Markets ALWAYS clear.
Both of these statements are true, but for some the second is hard to accept.
I say “hard to accept” not to “understand” because even though I think most people who think seriously about markets know in their hearts that markets always clear they do not always like the way markets clear.
Every Econ 101 student learns about “market failure”. I spent a semester learning about “market failure” while at Mary Washington but what I learned is that markets never fail, ever. They just act in ways that maybe we don’t like. Markets just happen. How they happen impacts human beings. Sometimes humans do not like the reality of the market.

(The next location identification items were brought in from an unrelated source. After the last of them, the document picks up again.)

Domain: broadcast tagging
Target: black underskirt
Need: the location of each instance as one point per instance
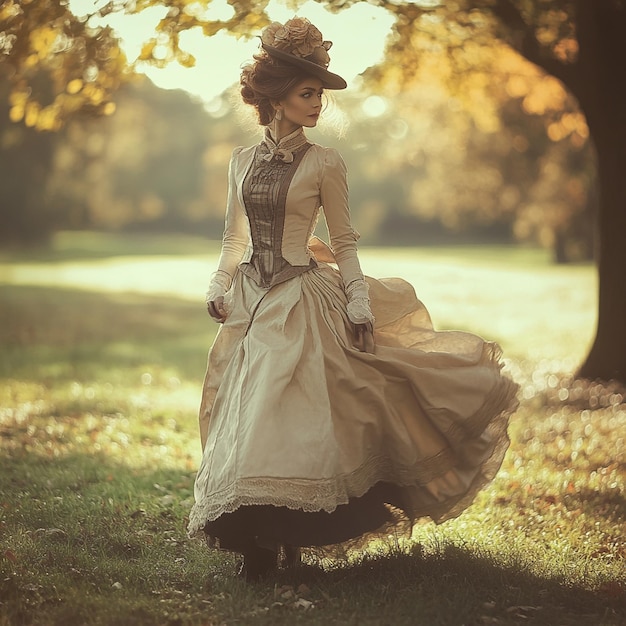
(270, 526)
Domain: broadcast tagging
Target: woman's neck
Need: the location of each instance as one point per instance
(282, 128)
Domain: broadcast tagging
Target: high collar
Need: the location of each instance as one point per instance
(284, 149)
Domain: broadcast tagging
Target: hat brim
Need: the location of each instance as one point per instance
(329, 80)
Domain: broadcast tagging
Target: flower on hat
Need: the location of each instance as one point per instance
(298, 37)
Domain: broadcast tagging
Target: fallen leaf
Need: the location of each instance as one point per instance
(8, 554)
(301, 603)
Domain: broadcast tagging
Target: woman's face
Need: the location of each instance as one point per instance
(303, 104)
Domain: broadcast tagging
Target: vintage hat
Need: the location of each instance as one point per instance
(299, 43)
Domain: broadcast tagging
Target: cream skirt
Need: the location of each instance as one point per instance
(308, 441)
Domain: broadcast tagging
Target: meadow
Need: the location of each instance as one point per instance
(103, 343)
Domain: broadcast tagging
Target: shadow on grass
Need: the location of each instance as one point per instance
(91, 333)
(90, 538)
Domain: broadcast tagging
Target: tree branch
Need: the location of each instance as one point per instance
(522, 37)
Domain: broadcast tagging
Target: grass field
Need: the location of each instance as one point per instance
(103, 345)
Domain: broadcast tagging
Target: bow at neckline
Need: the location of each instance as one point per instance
(286, 147)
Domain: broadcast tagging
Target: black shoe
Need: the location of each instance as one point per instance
(292, 556)
(257, 564)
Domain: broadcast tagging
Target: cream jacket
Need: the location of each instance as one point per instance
(319, 183)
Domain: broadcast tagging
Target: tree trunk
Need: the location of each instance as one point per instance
(602, 95)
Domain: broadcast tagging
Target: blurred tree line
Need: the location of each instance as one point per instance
(422, 170)
(488, 110)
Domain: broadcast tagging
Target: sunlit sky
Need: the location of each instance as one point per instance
(358, 36)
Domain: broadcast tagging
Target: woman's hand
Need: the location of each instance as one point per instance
(364, 337)
(216, 309)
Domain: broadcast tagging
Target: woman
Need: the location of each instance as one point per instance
(316, 429)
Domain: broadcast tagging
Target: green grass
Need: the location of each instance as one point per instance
(101, 361)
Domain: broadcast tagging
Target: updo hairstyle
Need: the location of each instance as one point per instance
(265, 81)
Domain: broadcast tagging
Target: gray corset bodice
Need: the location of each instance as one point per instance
(265, 193)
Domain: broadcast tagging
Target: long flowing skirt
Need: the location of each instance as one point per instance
(310, 442)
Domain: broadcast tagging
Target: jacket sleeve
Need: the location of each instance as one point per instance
(343, 238)
(235, 239)
(334, 198)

This is certainly understandable. I don’t like how markets work all the time and I am a big fan of free markets.
For instance, I can absolutely understand why a guy who worked at a GM plant in Michigan in the 1970s was fearful of “free markets” and “free trade” (which is almost NEVER actual free trade). The guy probably had a house, could provide for his family, lived a middle class life, all of which he knew was under threat from outside competition, from shifts in the market.

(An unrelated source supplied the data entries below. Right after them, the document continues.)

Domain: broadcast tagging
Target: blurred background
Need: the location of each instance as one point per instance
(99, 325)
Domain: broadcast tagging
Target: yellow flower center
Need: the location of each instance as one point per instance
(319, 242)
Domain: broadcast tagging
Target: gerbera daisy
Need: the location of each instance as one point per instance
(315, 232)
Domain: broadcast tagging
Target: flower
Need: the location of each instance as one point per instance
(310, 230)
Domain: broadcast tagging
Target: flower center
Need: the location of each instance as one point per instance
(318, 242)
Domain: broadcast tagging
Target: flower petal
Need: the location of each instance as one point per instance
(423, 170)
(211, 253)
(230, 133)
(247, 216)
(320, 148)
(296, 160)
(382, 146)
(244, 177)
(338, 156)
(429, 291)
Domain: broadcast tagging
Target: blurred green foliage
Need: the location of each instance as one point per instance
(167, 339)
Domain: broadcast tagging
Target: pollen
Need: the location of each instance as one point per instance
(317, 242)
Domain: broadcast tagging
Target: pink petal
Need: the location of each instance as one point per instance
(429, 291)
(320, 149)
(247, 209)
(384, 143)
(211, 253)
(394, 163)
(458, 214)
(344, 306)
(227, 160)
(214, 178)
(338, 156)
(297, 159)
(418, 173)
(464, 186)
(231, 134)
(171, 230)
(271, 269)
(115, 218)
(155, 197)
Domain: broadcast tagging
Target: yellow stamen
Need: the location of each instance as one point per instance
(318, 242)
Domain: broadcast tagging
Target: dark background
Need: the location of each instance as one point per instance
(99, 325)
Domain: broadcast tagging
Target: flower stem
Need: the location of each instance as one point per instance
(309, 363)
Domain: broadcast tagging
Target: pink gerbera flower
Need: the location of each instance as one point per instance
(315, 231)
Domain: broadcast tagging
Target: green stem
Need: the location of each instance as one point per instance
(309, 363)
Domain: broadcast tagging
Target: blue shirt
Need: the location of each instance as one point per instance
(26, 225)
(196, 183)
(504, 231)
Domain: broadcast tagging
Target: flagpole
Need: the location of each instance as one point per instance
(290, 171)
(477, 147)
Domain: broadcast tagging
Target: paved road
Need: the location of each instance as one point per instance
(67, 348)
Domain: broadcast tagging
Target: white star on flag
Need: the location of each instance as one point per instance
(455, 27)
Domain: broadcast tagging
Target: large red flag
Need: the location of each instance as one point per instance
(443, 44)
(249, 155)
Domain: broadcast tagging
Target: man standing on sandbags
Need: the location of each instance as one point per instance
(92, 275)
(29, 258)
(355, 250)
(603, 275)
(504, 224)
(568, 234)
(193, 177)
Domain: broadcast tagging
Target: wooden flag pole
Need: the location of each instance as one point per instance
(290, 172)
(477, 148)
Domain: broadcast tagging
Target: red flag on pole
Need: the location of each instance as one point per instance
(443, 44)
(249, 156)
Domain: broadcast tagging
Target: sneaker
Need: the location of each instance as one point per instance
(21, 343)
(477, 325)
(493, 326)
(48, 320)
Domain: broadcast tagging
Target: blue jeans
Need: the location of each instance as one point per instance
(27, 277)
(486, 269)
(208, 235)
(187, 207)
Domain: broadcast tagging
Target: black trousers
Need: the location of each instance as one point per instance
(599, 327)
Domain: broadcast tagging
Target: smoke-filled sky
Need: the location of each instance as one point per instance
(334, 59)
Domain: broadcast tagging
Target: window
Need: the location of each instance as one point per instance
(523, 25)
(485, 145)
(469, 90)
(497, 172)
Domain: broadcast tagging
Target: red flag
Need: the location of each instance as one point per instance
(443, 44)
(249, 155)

But GM also made terrible vehicles in the 1970s.
I had a boss in college who was from Detroit who told me how half the plant he worked at would show up stoned or otherwise compromised. He told me of the union bosses getting fat while bumpers fell off of cars while they were still on the line.
The car buying public soon realized that American cars (in the 1970s) were often crap (there were a few exceptions, but not many) and they started buying Japanese cars which at the time were vastly superior.
Detroit then started to look abroad for solutions. The American car companies wanted to be like Toyota. Plants closed and then moved overseas. Our guy living the middle class life in Michigan, with a nearly guaranteed paycheck suddenly was out of a job. Pain descended on the state. Many economists argued that the gutted small cities of the upper Midwest were a classic example of “market failure”. But they were (and are) wrong.
The market didn’t “fail”, it shifted and that is an important distinction.